Gain and loss of plastid transit peptides yield subcellular relocalization of the proteins they chaperone, leading to changes in the diversity and function of the plastid proteome. This study describes that this phenomenon, despite the caveats noted in the preceding section, is widespread and likely responsible for significant phenotypic changes. The primary sequence composition of monocot and eudicot transit peptides was surprisingly divergent, possibly due to differences in the composition of the TIC translocon at the inner plastid envelope. However, for both monocots and dicots the data supported the hypothesis that transit peptides may evolve via simple substitutions, insertions and deletions, or alternative start sites.
It was observed that gain of transit peptides occurs regularly both across diverse genera and within pan-genomes. However, transit peptide loss occurred roughly four times more frequently than the transit peptide gain within orthologous protein clusters of both the Arabidopsis and Brachypodium pan-genomes. Small insertions and deletions were determined to be the dominant form of novel transit peptide evolution, followed by residue substitutions. A majority of indel events represent probable alternative start sites, but internal indels and alternative splicing were also major factors equaling or surpassing residue substitutions in importance.
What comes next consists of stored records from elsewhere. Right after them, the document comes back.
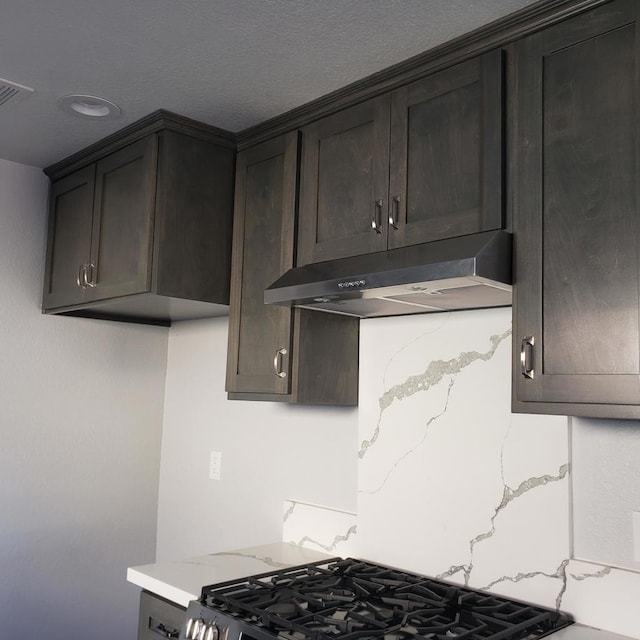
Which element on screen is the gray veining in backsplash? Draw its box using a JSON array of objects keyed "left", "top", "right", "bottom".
[
  {"left": 283, "top": 500, "right": 358, "bottom": 557},
  {"left": 282, "top": 501, "right": 297, "bottom": 523},
  {"left": 359, "top": 328, "right": 511, "bottom": 459},
  {"left": 436, "top": 460, "right": 570, "bottom": 588},
  {"left": 360, "top": 378, "right": 456, "bottom": 496},
  {"left": 570, "top": 566, "right": 612, "bottom": 581},
  {"left": 377, "top": 328, "right": 511, "bottom": 411},
  {"left": 293, "top": 526, "right": 359, "bottom": 554}
]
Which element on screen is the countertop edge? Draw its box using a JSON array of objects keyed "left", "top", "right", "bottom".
[
  {"left": 127, "top": 542, "right": 335, "bottom": 609},
  {"left": 127, "top": 566, "right": 195, "bottom": 608}
]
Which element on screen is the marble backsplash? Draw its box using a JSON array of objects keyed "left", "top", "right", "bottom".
[
  {"left": 284, "top": 307, "right": 640, "bottom": 639},
  {"left": 283, "top": 500, "right": 357, "bottom": 556}
]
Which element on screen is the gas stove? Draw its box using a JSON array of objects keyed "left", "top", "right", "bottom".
[{"left": 179, "top": 557, "right": 573, "bottom": 640}]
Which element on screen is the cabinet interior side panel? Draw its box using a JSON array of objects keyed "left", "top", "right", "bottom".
[
  {"left": 155, "top": 132, "right": 234, "bottom": 303},
  {"left": 406, "top": 82, "right": 480, "bottom": 234},
  {"left": 316, "top": 122, "right": 374, "bottom": 243},
  {"left": 237, "top": 155, "right": 290, "bottom": 376},
  {"left": 542, "top": 24, "right": 639, "bottom": 375}
]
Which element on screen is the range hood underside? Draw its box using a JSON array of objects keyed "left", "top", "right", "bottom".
[
  {"left": 295, "top": 277, "right": 511, "bottom": 318},
  {"left": 265, "top": 231, "right": 513, "bottom": 319}
]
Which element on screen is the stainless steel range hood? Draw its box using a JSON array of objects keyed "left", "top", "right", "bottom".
[{"left": 264, "top": 230, "right": 512, "bottom": 318}]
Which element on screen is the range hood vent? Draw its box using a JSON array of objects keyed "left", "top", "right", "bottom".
[{"left": 265, "top": 230, "right": 512, "bottom": 318}]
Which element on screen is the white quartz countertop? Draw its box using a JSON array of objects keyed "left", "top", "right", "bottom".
[
  {"left": 127, "top": 542, "right": 334, "bottom": 608},
  {"left": 549, "top": 626, "right": 636, "bottom": 640}
]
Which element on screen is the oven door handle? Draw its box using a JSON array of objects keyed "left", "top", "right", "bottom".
[{"left": 149, "top": 618, "right": 179, "bottom": 639}]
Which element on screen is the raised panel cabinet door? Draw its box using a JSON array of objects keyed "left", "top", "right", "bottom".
[
  {"left": 42, "top": 165, "right": 96, "bottom": 310},
  {"left": 388, "top": 50, "right": 503, "bottom": 249},
  {"left": 512, "top": 0, "right": 640, "bottom": 416},
  {"left": 297, "top": 96, "right": 390, "bottom": 265},
  {"left": 89, "top": 135, "right": 158, "bottom": 300},
  {"left": 226, "top": 132, "right": 298, "bottom": 395}
]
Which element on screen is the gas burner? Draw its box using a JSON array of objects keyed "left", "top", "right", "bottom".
[{"left": 188, "top": 558, "right": 573, "bottom": 640}]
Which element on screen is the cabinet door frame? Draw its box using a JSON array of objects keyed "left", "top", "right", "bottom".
[
  {"left": 42, "top": 164, "right": 96, "bottom": 310},
  {"left": 226, "top": 132, "right": 299, "bottom": 396},
  {"left": 388, "top": 50, "right": 504, "bottom": 250},
  {"left": 297, "top": 96, "right": 390, "bottom": 265},
  {"left": 512, "top": 0, "right": 640, "bottom": 416},
  {"left": 88, "top": 135, "right": 158, "bottom": 301}
]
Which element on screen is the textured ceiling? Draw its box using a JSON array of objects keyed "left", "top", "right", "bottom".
[{"left": 1, "top": 0, "right": 537, "bottom": 168}]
Finally, it was found that gene duplications and alternative protein isoforms are more important factors in the evolution of novel plastid-targeted proteins than allelic variants.
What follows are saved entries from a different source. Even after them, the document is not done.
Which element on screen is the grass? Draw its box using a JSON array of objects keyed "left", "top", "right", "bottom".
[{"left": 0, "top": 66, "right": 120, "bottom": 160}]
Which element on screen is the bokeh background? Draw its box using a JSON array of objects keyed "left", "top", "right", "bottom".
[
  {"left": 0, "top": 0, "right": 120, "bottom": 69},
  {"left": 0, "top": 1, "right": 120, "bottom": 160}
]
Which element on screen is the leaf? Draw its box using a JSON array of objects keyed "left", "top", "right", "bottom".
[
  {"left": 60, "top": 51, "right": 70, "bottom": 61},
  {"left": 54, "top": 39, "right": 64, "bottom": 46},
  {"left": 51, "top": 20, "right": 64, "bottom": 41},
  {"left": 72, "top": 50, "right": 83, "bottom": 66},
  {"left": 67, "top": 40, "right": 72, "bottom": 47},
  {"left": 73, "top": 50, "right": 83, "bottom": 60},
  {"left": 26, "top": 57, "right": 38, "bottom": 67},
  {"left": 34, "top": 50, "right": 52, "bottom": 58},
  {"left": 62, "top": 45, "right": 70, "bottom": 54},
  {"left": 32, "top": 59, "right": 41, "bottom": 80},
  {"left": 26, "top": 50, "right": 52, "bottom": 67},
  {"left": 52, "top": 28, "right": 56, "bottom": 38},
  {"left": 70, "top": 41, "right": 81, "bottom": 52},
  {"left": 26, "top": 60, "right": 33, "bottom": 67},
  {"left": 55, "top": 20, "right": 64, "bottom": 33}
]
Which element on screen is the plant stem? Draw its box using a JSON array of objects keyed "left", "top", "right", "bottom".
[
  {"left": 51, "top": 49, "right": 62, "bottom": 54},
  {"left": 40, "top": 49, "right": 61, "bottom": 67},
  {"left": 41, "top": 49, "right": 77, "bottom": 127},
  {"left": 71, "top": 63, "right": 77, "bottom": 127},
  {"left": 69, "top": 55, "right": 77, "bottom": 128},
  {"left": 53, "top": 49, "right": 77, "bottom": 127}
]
Based on GO enrichment, it was apparent that plastid localization variants across multiple species were related to secondary metabolism, transcriptional regulation, and protein regulation. Since plastids are critical for various key metabolic functions, a better understanding of the unique plastid-targeted proteins could reveal important gene candidates for improving yield, nutrient content, environmental stress tolerance, and production of valuable medicinal or aromatic compounds. The outcome of these analyses has established a foundational collection of candidate proteins for confirming localization and functional validation in vivo.
It could be concluded that plastid-targeting peptides continue to be acquired or lost in wild populations. As the attendant environment changes, proteins experiencing subcellular relocalization may position the subpopulations at a competitive advantage.